Rolling With Resistance

As a leader, I bet you already know a thing or two about resistance.

It usually involves people balking at change.

It can be a new strategy, a new board policy, changing market conditions or even a new person on your team.

Circumstances unexpectedly change, and plans become come unravelled.

Everything slows down or, worse yet, comes to a screeching halt.

In physics, this is known as “Rolling Friction.”

In rough terrain, a mountain bike with fat knobby tires encounters much more rolling resistance than a racing bike with skinny tires on a paved surface.

My truck gets much worse fuel mileage when I’m on a steep incline hauling a heavy load. But, conversely, it sips fuel and goes like stink on a straight-away with no load.

Why? Because there is less rolling friction. This frees the truck to move with greater ease.

The next time a big rig goes flying by you on the highway, this is something to think about.

The dynamics of rolling friction can be just as easily applied in business leadership and life.

“You can’t make an omelette without cracking a few eggs.”

I’m talking about change.

As a leader, you can’t change things without upsetting a few people.

After all, a core leadership function is bringing about change.

Resistance is only natural. It’s human nature to resist change.

Bottom line up front! There is no way to make people like change.

You can only make them feel less threatened by it.

From experience, I find it best to just assume resistance exists. It may not manifest immediately.

There can be “issue” resistance that might require people to change a pattern or learn something new.

There’s “emotional’ resistance.

It’s entirely predictable and typical to come up against a wide range of intense emotions around a proposed change.

It often isn’t logical.

There’s “political” resistance.

Somebody for sure will feel that their authority is being threatened or questioned. Someone might think that personal or professional freedom is being lost.

Rolling With Resistance – What Doesn’t Work

Ramping up persuasions usually backfires and increases resistance.

Stressing the urgency of making a change or highlighting benefits can be equally ineffective.

Arguing or pushing back – forget it.

Rolling With Resistance – What Does Work

Override the strong urge to “set things right.”

Listen intently to understand any barriers or fears the other party is expressing.

Empathize with the concern and explore in a non-judgemental way.

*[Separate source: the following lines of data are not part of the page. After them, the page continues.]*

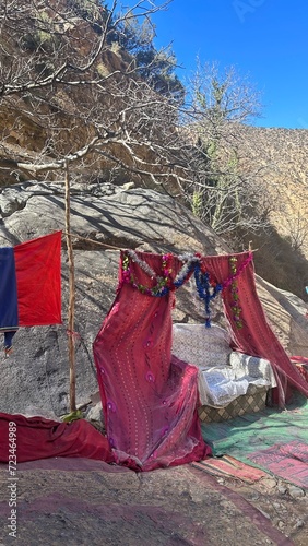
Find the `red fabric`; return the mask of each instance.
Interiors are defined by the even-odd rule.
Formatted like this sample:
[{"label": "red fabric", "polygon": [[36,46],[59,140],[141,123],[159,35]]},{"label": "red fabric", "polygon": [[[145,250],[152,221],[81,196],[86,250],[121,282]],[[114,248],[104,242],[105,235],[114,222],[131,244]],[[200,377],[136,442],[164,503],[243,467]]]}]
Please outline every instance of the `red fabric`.
[{"label": "red fabric", "polygon": [[[162,274],[159,256],[140,256]],[[174,276],[180,265],[174,258]],[[131,271],[137,282],[151,283],[138,264]],[[173,294],[155,298],[125,284],[94,342],[107,436],[117,462],[134,470],[211,454],[197,411],[198,370],[171,359],[173,304]]]},{"label": "red fabric", "polygon": [[[16,425],[15,432],[12,432],[14,428],[10,424]],[[114,462],[107,438],[86,420],[58,423],[44,417],[0,413],[0,463],[10,461],[13,464],[14,455],[17,463],[51,456],[82,456]]]},{"label": "red fabric", "polygon": [[61,232],[16,245],[14,258],[19,325],[61,323]]},{"label": "red fabric", "polygon": [[[248,252],[233,254],[237,258],[237,268],[248,258]],[[202,258],[202,262],[218,283],[223,283],[230,275],[229,256],[214,256]],[[288,388],[296,388],[308,396],[308,385],[300,376],[273,333],[265,318],[261,301],[257,294],[253,263],[250,262],[237,278],[239,305],[241,308],[242,329],[237,329],[233,319],[230,287],[223,290],[223,301],[226,317],[232,328],[236,348],[241,353],[266,358],[273,365],[277,380],[275,402],[285,404]]]}]

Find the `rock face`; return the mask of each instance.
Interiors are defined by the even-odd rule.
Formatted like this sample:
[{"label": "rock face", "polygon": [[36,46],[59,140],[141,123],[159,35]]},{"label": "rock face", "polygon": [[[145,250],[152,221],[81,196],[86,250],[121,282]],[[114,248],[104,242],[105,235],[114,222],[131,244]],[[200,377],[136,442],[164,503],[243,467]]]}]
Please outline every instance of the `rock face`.
[{"label": "rock face", "polygon": [[[0,245],[15,246],[62,229],[62,182],[36,181],[2,189]],[[224,242],[173,198],[152,190],[111,185],[73,186],[71,233],[75,266],[76,402],[97,392],[92,344],[117,286],[120,248],[157,252],[228,252]],[[0,411],[60,416],[69,411],[67,309],[69,298],[66,237],[62,245],[62,324],[20,329],[13,354],[0,367]],[[258,292],[269,321],[289,354],[308,356],[306,306],[262,280]],[[216,319],[222,313],[217,310]],[[191,288],[177,296],[177,321],[203,320]]]}]

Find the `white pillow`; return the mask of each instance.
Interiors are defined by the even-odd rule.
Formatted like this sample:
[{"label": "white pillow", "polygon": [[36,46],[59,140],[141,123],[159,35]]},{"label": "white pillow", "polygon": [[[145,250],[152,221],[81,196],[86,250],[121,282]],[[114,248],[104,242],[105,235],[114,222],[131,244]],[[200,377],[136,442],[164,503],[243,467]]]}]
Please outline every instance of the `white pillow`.
[{"label": "white pillow", "polygon": [[201,368],[206,366],[228,365],[230,337],[226,330],[213,324],[173,325],[171,353],[189,364]]}]

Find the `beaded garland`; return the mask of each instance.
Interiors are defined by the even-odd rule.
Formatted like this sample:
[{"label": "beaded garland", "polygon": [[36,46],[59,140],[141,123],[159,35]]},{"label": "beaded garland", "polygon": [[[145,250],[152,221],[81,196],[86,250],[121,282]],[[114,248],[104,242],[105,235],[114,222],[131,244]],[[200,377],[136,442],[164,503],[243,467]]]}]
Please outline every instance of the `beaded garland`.
[{"label": "beaded garland", "polygon": [[[142,294],[154,297],[166,296],[170,290],[173,292],[176,288],[182,286],[188,281],[191,272],[193,271],[194,262],[198,260],[197,257],[191,257],[188,260],[188,262],[183,264],[178,275],[176,276],[175,281],[173,281],[171,278],[173,269],[170,266],[170,260],[173,254],[162,256],[162,270],[164,276],[156,275],[156,273],[152,270],[152,268],[150,268],[150,265],[145,263],[143,260],[140,260],[140,258],[133,250],[127,251],[127,254],[128,256],[125,256],[122,259],[122,281],[125,283],[131,284],[133,288],[137,288]],[[145,273],[147,273],[147,275],[151,278],[155,280],[155,285],[152,288],[135,282],[134,276],[130,270],[129,257],[133,262],[138,263],[138,265],[140,265],[140,268]]]},{"label": "beaded garland", "polygon": [[[232,311],[233,318],[238,329],[242,328],[242,321],[240,319],[241,308],[239,305],[239,296],[236,280],[240,275],[241,271],[246,268],[246,265],[252,260],[252,253],[250,252],[248,258],[242,262],[242,264],[237,268],[237,258],[230,257],[230,276],[224,281],[224,283],[218,284],[213,278],[211,278],[210,273],[203,271],[200,264],[201,256],[200,254],[183,254],[179,257],[181,261],[183,261],[183,265],[177,274],[176,278],[173,281],[171,273],[173,269],[170,266],[170,260],[173,254],[163,254],[162,256],[162,270],[163,275],[157,275],[155,271],[143,260],[141,260],[134,250],[126,250],[126,253],[122,258],[122,282],[127,284],[131,284],[133,288],[137,288],[141,294],[146,296],[154,297],[163,297],[166,296],[169,292],[174,292],[175,289],[182,286],[190,277],[191,273],[194,273],[194,281],[197,286],[197,292],[200,297],[204,301],[205,305],[205,327],[211,327],[211,309],[210,304],[213,298],[215,298],[223,289],[230,286],[233,301],[232,301]],[[130,259],[138,263],[138,265],[151,277],[155,280],[154,286],[151,288],[141,283],[137,283],[131,269],[130,269]]]},{"label": "beaded garland", "polygon": [[211,328],[210,302],[223,289],[223,286],[211,280],[210,273],[202,272],[200,263],[196,263],[193,273],[198,296],[205,304],[205,327]]}]

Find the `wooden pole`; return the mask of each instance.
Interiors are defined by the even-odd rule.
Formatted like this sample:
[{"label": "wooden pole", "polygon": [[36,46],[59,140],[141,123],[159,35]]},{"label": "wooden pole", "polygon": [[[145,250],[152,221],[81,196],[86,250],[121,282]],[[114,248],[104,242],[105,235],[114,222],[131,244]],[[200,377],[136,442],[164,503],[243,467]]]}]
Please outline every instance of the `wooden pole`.
[{"label": "wooden pole", "polygon": [[75,311],[75,271],[74,256],[71,237],[70,222],[70,174],[68,163],[66,164],[66,238],[69,259],[69,309],[68,309],[68,343],[70,365],[70,411],[76,411],[76,377],[75,377],[75,348],[74,348],[74,311]]}]

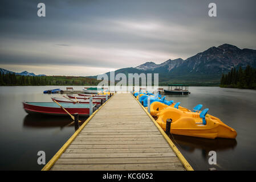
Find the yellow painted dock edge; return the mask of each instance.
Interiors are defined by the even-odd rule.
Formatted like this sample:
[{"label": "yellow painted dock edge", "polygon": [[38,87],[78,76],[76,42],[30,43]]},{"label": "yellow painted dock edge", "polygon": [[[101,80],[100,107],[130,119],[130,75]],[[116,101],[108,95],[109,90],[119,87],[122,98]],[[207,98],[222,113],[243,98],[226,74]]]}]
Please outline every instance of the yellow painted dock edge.
[{"label": "yellow painted dock edge", "polygon": [[182,155],[182,154],[180,152],[178,148],[174,145],[173,142],[170,140],[170,138],[166,135],[165,132],[162,129],[162,128],[159,126],[159,125],[156,122],[156,120],[152,117],[151,114],[150,114],[148,111],[145,109],[145,107],[140,104],[140,102],[135,98],[135,97],[133,96],[133,94],[131,94],[132,96],[133,97],[133,98],[138,102],[138,103],[140,104],[140,105],[141,106],[141,107],[144,109],[145,112],[148,114],[148,115],[149,117],[149,118],[151,119],[151,120],[153,121],[153,122],[155,123],[155,125],[156,126],[156,127],[158,128],[159,131],[160,131],[161,134],[162,135],[164,138],[165,139],[165,140],[168,143],[169,145],[170,146],[172,149],[173,150],[173,151],[176,154],[177,156],[178,159],[181,160],[181,163],[182,163],[184,167],[186,168],[187,171],[194,171],[193,168],[191,167],[190,164],[188,162],[188,161],[186,160],[186,159],[184,158],[184,156]]},{"label": "yellow painted dock edge", "polygon": [[100,110],[100,109],[109,100],[110,100],[116,93],[114,93],[112,97],[110,97],[106,102],[105,102],[102,105],[99,107],[96,111],[94,112],[94,113],[91,115],[91,116],[86,119],[86,121],[82,125],[82,126],[74,133],[74,134],[70,138],[70,139],[65,143],[65,144],[60,148],[60,150],[57,152],[57,153],[54,155],[54,156],[49,160],[49,162],[44,166],[44,167],[42,169],[42,171],[49,171],[54,163],[57,161],[60,155],[65,151],[67,148],[70,146],[70,144],[73,142],[73,140],[76,138],[76,137],[78,135],[80,132],[83,130],[83,129],[86,126],[86,125],[89,122],[89,121],[93,118],[94,115],[95,115],[97,112]]}]

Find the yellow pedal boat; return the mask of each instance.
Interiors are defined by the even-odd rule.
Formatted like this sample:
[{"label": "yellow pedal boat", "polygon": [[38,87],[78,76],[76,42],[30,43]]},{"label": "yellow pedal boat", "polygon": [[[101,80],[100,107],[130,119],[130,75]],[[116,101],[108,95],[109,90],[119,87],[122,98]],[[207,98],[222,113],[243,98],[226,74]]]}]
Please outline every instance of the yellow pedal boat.
[{"label": "yellow pedal boat", "polygon": [[206,109],[200,113],[169,107],[157,114],[156,122],[165,131],[166,119],[171,119],[171,134],[210,139],[235,138],[237,131],[220,119],[207,114],[208,110]]}]

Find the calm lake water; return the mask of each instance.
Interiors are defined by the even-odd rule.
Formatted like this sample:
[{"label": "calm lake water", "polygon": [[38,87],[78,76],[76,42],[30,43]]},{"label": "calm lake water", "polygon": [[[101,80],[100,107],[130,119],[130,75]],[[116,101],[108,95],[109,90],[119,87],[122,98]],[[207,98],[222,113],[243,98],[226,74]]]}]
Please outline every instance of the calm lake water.
[{"label": "calm lake water", "polygon": [[[47,162],[74,133],[68,117],[27,115],[22,102],[49,101],[58,94],[43,94],[50,89],[66,86],[0,87],[0,169],[40,170],[37,153],[44,151]],[[83,86],[72,86],[82,90]],[[190,87],[189,96],[167,96],[192,109],[198,104],[209,114],[235,129],[235,140],[206,139],[173,135],[170,138],[193,168],[208,170],[255,170],[256,167],[256,91],[218,87]],[[208,153],[217,152],[217,165],[208,164]]]}]

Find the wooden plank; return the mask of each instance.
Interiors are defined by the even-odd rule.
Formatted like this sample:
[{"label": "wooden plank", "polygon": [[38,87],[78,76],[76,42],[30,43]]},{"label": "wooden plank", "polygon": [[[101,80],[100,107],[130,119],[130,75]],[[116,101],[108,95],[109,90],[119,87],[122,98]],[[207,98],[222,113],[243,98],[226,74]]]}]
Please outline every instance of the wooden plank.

Revisit the agreed-upon goals that brought you together in the first place.

Present the possibility that goals and attitudes don’t mesh with agreed-upon goals.

Identify the gap between “where we are now” and “where we want to be.”

People will only commit to a change if there’s a degree of readiness on their part.

Sometimes it just takes a bit of patience for others to pick up what you’re laying down.

Don’t be afraid to kindly say your piece, and then let silence do the heavy lifting.

Does it always work? No guarantees.

It will get you a bit down the road together in a way that’s better informed.